Foolish Or Criminal?

His opponent Winston Churchill was a lot more statesmanlike, even before he became Prime Minister: "To the east of Europe lies the enormous Power of Russia, a country whose form of government I detest, but which at any rate seeks no military aggression upon its neighbours; a country profoundly menaced by Nazi hostility…how improvidently foolish we should be when dangers are so great to put needless barriers in the way of the general association of the great Russian mass with the resistance to an act of Nazi aggression".

But was it just foolish on the part of Chamberlain, or downright criminal to associate himself with the destruction of Czechoslovakia?

The British Government papers reveal great apprehension that the denunciation of the Munich Agreement as void from the very beginning [ab initio in legal parlance], as Prague had insisted, would implicate Chamberlain's National Government in a criminal conspiracy with the Nazis.

A note saying Britain does not agree Chamberlain was complicit in a criminal act.

But how else to interpret this account by a prominent British diplomat Ashton-Gwatkin of the work of the joint Boundary sub-commission that drew a new German-Czech border?

The new frontier, Ashton-Gwatkin observed," (a) smashes the head of the Czech State (b) breaks its backbone (c) breaks its back legs".

Despite this damning indictment of the deal by one of her own Britain was adamant that the Agreement was valid until Hitler broke it in March 1939 when he invaded and destroyed what was left of Czechoslovakia in contravention of the Munich Agreement.
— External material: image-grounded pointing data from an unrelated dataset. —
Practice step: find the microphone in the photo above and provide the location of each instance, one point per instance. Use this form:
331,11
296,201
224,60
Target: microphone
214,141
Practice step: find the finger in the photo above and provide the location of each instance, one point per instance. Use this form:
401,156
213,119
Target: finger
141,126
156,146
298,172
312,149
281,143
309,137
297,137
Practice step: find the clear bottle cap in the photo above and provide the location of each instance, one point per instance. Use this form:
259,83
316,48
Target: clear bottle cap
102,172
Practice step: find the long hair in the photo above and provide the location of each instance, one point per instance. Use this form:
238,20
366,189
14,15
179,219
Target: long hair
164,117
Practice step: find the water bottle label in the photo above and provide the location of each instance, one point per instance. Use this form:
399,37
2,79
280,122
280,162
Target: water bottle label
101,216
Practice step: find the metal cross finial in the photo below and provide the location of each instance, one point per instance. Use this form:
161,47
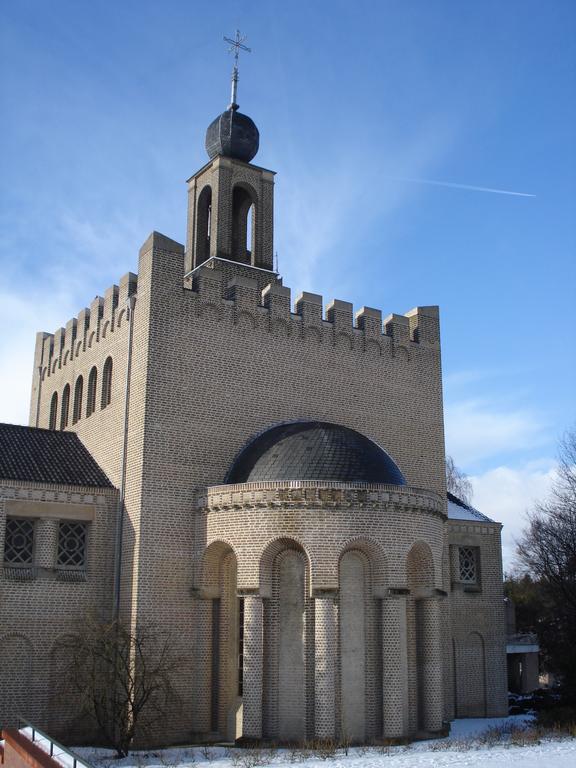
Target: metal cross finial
236,46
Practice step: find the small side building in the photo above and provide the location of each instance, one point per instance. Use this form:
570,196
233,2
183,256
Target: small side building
522,655
477,611
57,518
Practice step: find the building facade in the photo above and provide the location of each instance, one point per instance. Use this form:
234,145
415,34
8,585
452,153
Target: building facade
277,472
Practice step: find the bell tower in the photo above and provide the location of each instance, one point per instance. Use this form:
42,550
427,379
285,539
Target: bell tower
230,200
Note insisting the Munich Agreement was valid.

However, the question, repeatedly raised by Prague, was how an agreement about handing parts of a sovereign country to Germany could be legal when Czechoslovakia was not even invited to the discussion.

Neither was Russia, a guarantor of Czechoslovakia's territorial integrity. British Government papers chronicle behind-the-scenes efforts to exclude Moscow from any deliberations about European security. This was done, as the papers reveal, "not to antagonize" Germany who was dead set against Russia's participation in the councils of Europe but insisted on the inclusion of fascist Italy.

And Germany was triumphant at Munich not just because it did get a juicy slice of Czechoslovakia, as Dr. Halfeld, a prominent Nazi propagandist, wrote in the Hamburger Fremdenblatt:

"The historical aspect of Munich lies in the fact that the firm determination of Adolf Hitler and the political far-sightedness of the Duce [Italy's Mussolini — NG] succeeded in eliminating Soviet Russia from the concert of the European Great Powers.

The League of Nations is dead — long live the European Council of the civilized great Powers!"

That the two devout democracies Britain and France found themselves in the company of fascist dictatorships did not seem to bother the British Prime Minister.

The Dutch press reported from Munich that after his talks with Hitler on Friday 30 September 1938 Neville Chamberlain paid a visit to the Sterneckerbrau pub — the birthplace of Hitler's party and a Nazi shrine. The Dutch journalists believed the visit had significance beyond innocent sightseeing and seemed to "point to special interest and sympathy for Hitler's system of government".

Letter quoting Dutch press reports about Chamberlain’s visit to Hitler’s favorite beerkeller.

When his dalliance with Hitler backfired Chamberlain resigned in ignominy and his successor Churchill had the courage and vision to step over his dislike of Russia's form of government for the sake of saving civilization and democracy.

Commenting on the Treaty of Alliance between Britain and USSR in June 1942 David Lloyd George, a British PM acclaimed for his role in the Allied victory in WWI, wrote:

"Had it [the Anglo-Soviet Treaty — NG] been a fact some years ago many grave blunders in foreign policy would have been avoided. Not only that, this war could never have occurred."

Throughout that war Nazi propaganda claimed that Germany was defending the ‘civilized' West against ‘barbaric' Russia. Now this bloodstained mantle has been donned by Kiev with president Poroshenko claiming that Ukraine is at the forefront of "defending European values against Russian aggression". Western leaders seem to agree.

A great German thinker once said that history repeats itself, first as tragedy, second as farce. It's difficult not to agree.